The Criminal Justice Program at SCC has taken on some essential new equipment in its program at Southeast Community College, and this new equipment has made way for a few shifts in class structure as well.
Just this school year, the program has been introduced to something called an electrostatic fingerprint lifter.
For instance, with this tool students are trained so that, if investigators needed to take a footprint from somewhere like the hood of a car, they would be able to. To do so, one would put the film on the car, run an electric current to it, and lift the footprint off of the car onto a metal plate, which can then be photographed.
Also in the last year, an alternative light source for identifying blood and other body fluids has been brought into the area, along with infrared cameras that allow students to photograph crime scenes.
Instructor Keith Mabon of the Beatrice Campus discussed the importance of familiarizing students with the equipment in a hands on fashion during training: “It’s not enough just to know the theory behind criminal justice—you need to have the application.”
This brings us to the recent splitting of one class into two.

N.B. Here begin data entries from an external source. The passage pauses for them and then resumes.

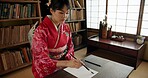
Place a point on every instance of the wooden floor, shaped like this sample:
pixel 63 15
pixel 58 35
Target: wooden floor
pixel 140 72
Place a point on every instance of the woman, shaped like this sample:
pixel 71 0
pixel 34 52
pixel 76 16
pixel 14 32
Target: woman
pixel 52 42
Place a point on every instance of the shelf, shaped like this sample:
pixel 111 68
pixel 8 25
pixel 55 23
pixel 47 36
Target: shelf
pixel 75 20
pixel 18 1
pixel 16 68
pixel 79 31
pixel 19 19
pixel 13 45
pixel 78 8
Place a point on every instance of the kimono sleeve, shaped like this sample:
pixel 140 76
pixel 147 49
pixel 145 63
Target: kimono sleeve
pixel 42 65
pixel 70 46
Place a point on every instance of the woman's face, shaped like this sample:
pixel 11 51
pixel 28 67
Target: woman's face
pixel 59 16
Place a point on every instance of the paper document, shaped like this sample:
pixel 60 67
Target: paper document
pixel 82 72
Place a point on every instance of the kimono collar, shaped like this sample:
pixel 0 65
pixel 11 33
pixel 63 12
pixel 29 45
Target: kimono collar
pixel 57 27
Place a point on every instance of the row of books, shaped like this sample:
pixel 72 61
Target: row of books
pixel 12 11
pixel 76 14
pixel 14 34
pixel 77 39
pixel 11 59
pixel 74 27
pixel 76 3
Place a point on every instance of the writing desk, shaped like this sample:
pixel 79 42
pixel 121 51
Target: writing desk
pixel 126 52
pixel 108 69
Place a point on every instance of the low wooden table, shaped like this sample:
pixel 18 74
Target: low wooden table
pixel 108 69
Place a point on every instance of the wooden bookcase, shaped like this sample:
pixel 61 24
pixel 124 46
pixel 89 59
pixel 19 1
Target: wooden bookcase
pixel 76 21
pixel 16 19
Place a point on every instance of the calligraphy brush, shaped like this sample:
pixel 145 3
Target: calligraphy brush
pixel 83 64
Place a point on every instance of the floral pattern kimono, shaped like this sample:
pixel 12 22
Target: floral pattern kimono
pixel 49 45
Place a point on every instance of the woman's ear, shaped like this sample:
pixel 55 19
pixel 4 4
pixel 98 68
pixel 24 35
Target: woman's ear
pixel 51 10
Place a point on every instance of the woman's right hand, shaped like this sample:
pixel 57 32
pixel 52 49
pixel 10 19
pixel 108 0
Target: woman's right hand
pixel 74 63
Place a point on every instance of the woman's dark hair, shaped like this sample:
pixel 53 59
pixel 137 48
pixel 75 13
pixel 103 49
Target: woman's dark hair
pixel 59 4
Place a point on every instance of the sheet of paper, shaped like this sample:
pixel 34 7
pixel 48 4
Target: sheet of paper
pixel 82 72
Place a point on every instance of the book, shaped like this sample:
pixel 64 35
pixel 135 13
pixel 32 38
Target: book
pixel 24 52
pixel 19 58
pixel 1 64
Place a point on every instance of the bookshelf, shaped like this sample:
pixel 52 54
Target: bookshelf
pixel 16 19
pixel 76 21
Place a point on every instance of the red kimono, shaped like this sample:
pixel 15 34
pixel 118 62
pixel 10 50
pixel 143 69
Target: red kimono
pixel 50 44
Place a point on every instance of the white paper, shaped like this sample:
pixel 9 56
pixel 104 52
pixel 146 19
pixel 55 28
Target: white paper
pixel 82 72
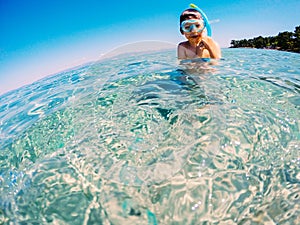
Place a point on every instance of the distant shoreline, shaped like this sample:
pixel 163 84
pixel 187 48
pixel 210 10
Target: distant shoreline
pixel 284 41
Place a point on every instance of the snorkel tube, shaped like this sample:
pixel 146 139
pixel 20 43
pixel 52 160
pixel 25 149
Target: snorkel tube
pixel 207 25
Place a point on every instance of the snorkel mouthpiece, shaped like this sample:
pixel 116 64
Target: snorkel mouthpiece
pixel 206 23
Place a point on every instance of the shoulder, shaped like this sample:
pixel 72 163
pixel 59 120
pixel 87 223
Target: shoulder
pixel 183 44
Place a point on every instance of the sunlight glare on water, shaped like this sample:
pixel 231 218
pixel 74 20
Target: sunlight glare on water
pixel 139 139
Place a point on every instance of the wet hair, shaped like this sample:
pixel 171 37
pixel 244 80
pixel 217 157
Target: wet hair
pixel 189 14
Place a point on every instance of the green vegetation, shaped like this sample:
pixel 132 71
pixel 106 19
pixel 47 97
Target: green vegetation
pixel 285 41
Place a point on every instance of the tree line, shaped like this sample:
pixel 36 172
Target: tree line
pixel 285 41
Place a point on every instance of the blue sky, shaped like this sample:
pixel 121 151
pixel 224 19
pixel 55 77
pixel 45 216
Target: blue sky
pixel 42 37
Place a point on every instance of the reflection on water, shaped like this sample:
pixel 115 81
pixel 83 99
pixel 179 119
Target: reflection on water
pixel 142 140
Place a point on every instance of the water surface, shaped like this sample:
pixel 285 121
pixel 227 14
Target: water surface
pixel 140 139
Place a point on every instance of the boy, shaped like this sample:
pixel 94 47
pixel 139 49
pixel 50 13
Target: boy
pixel 197 45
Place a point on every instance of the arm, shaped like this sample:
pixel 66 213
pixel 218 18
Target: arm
pixel 212 47
pixel 181 52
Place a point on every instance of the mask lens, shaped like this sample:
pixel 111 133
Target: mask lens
pixel 192 25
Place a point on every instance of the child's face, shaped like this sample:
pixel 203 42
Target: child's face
pixel 192 29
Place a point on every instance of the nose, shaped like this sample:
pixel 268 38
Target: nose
pixel 193 28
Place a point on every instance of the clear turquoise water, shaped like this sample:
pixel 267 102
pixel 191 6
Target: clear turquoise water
pixel 143 140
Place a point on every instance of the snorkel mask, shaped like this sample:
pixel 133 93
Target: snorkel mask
pixel 194 25
pixel 205 19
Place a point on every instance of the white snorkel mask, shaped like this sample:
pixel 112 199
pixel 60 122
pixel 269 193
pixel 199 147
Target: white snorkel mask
pixel 205 19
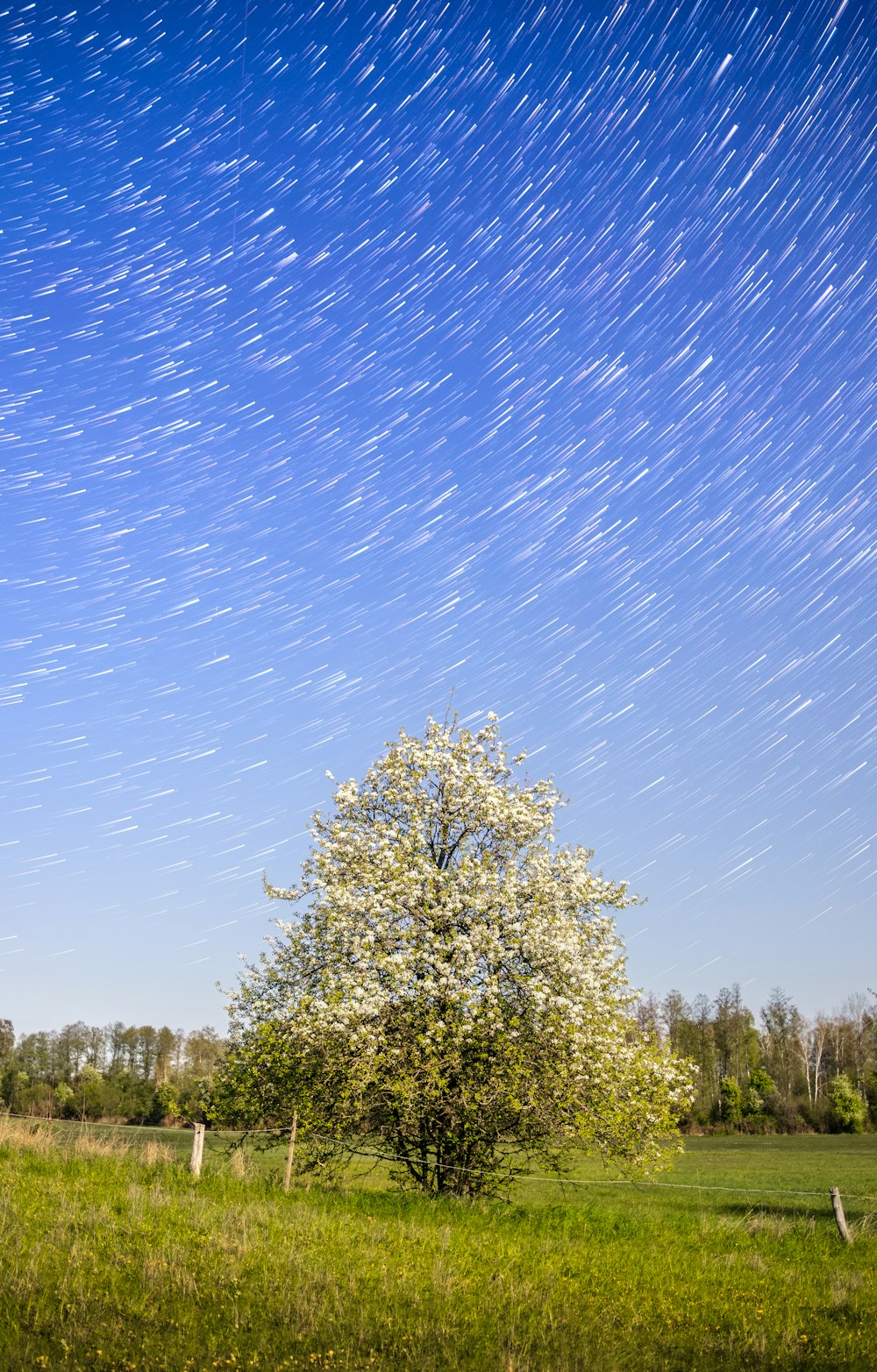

There is now a “Criminal Investigations 1” and a “Criminal Investigations 2” because students must first learn basic skills and evidence collection, and then move on to understanding elements of a crime and interrogation.
To break it down, all of the new equipment mentioned previously is used in the first class, where students learn basics of criminal justice; they are taught and trained on all of the essential equipment.
Criminal Investigations 2 deals with voluntary and involuntary elements of homicide, first-degree murder, manslaughter and so on.
“This class gives students the means to judge reasons for arrest when they are out in the field,” says Mabon.